El grito no emitió ningún sonido. Clary sintió que las rodillas se le doblaban y habría caído al suelo si Jace no la hubiese estado sosteniendo.

—No mires —le dijo él al oído—. Por el amor de Dios, no mires.

Pero ella no podía evitar mirar la sangre que apelmazaba los cabellos castaños de Simón, la garganta desgarrada, los cortes profundos a lo largo de las muñecas. Puntos negros salpicaron su visión mientras luchaba por respirar.

Fue Isabelle quien agarró uno de los candelabros vacíos situados junto a la puerta y apuntó con él a Raphael como si se tratara de una enorme lanza de tres puntas.

—¿Qué le has hecho a Simón?

En ese instante, su voz clara y autoritaria sonó exactamente igual a su madre.

—Aún no ha muerto —dijo Raphael, en una voz monótona e impasible, y depositó a Simon en el suelo casi a los pies de Clary, con sorprendente delicadeza.

La muchacha había olvidado lo fuerte que debía de ser, pues poseía la fuerza inhumana de un vampiro, a pesar de su delgadez.

A la luz de las velas, que se derramaba a través de la entrada, Clary pudo ver que la camiseta de Simon tenía la parte delantera empapada de sangre.

—Has dicho que... —empezó.

—No está muerto —repitió Jace, sujetándola con más fuerza—. No está muerto.

Ella se desasió de él con un violento tirón y se arrodilló sobre el cemento. No sintió ninguna repugnancia al tocar la piel ensangrentada de Simon mientras deslizaba las manos bajo su cabeza, alzándolo sobre su regazo. Sintió únicamente el aterrado horror infantil que recordaba de cuando tenía cinco años y había roto la inapreciable lámpara Liberty de su madre. «Nada —dijo una voz en lo más recóndito de su mente— volverá a colocar esos pedazos en su sitio.»

—Simon —musitó, tocándole el rostro; las gafas habían desaparecido—. Simón, soy yo.

—No puede oírte —dijo Raphael—. Se está muriendo.

La cabeza de Clary se alzó de golpe.

—Pero has dicho...

—He dicho que no está muerto aún —respondió él—. Pero en unos pocos minutos, diez quizá, su corazón empezará a ir más despacio y se detendrá. Ya ha alcanzado un punto en el que ni ve ni oye nada.
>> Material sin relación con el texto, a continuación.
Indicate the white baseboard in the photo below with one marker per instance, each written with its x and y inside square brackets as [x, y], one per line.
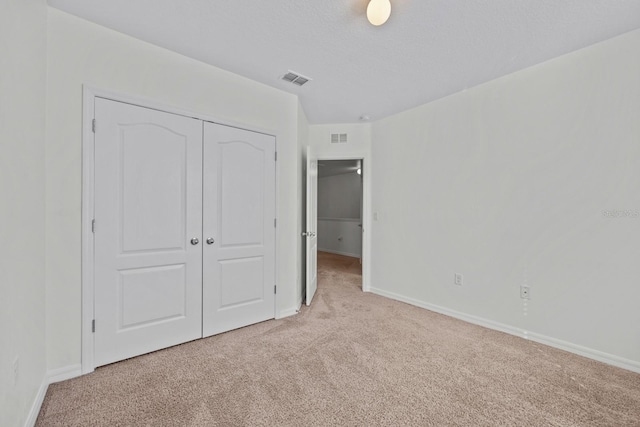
[590, 353]
[37, 404]
[290, 311]
[331, 251]
[66, 373]
[53, 376]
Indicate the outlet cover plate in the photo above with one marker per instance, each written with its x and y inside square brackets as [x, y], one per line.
[458, 279]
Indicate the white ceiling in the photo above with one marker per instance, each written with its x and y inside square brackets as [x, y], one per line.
[427, 50]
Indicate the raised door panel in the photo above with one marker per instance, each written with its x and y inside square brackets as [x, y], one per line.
[148, 204]
[238, 215]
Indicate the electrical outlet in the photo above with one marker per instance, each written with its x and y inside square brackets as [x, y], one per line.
[16, 369]
[458, 279]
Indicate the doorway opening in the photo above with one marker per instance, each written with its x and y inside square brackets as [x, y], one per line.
[337, 208]
[339, 222]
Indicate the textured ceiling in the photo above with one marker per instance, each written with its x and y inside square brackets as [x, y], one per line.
[427, 50]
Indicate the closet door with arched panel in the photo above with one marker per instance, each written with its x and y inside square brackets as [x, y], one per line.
[148, 230]
[238, 228]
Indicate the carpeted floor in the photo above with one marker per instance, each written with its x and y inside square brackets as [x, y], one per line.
[351, 359]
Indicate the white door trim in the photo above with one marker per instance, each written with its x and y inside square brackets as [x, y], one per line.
[366, 211]
[89, 94]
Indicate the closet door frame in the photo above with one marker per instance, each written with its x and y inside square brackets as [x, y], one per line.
[89, 95]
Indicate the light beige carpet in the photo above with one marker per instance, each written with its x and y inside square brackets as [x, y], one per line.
[351, 359]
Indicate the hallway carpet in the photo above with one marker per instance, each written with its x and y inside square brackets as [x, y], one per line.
[351, 359]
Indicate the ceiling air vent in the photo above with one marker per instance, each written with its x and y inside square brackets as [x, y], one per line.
[338, 138]
[295, 78]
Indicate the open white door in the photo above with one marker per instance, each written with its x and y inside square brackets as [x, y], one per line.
[312, 225]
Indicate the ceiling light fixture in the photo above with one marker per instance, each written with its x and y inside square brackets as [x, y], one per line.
[378, 11]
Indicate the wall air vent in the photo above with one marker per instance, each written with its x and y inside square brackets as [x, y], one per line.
[295, 78]
[338, 138]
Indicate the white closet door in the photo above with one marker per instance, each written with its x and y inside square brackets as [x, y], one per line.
[148, 208]
[312, 225]
[238, 228]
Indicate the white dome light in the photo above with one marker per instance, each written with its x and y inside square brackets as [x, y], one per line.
[378, 11]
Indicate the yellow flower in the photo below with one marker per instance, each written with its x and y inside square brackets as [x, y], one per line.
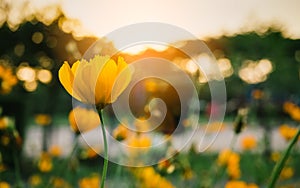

Involuntariamente, los brazos de la muchacha se cerraron con más fuerza alrededor de Simón.

—Tenemos que llevarle a un hospital... o llamar a Magnus.

—No pueden hacer nada por él —dijo Raphael—. No lo entendéis.

—No —intervino Jace, la voz suave como seda guarnecida de puntas afiladas como agujas—. No te entendemos. Y tal vez deberías explicarte. Porque de lo contrario voy a pensar que eres un delincuente chupasangre, y te arrancaré el corazón. Como debería haber hecho la última vez que nos encontramos.

Raphael le sonrió sin humor.

—Juraste no hacerme daño, cazador de sombras. ¿Lo has olvidado?

—Yo no lo hice —replicó Isabelle, blandiendo el candelabro.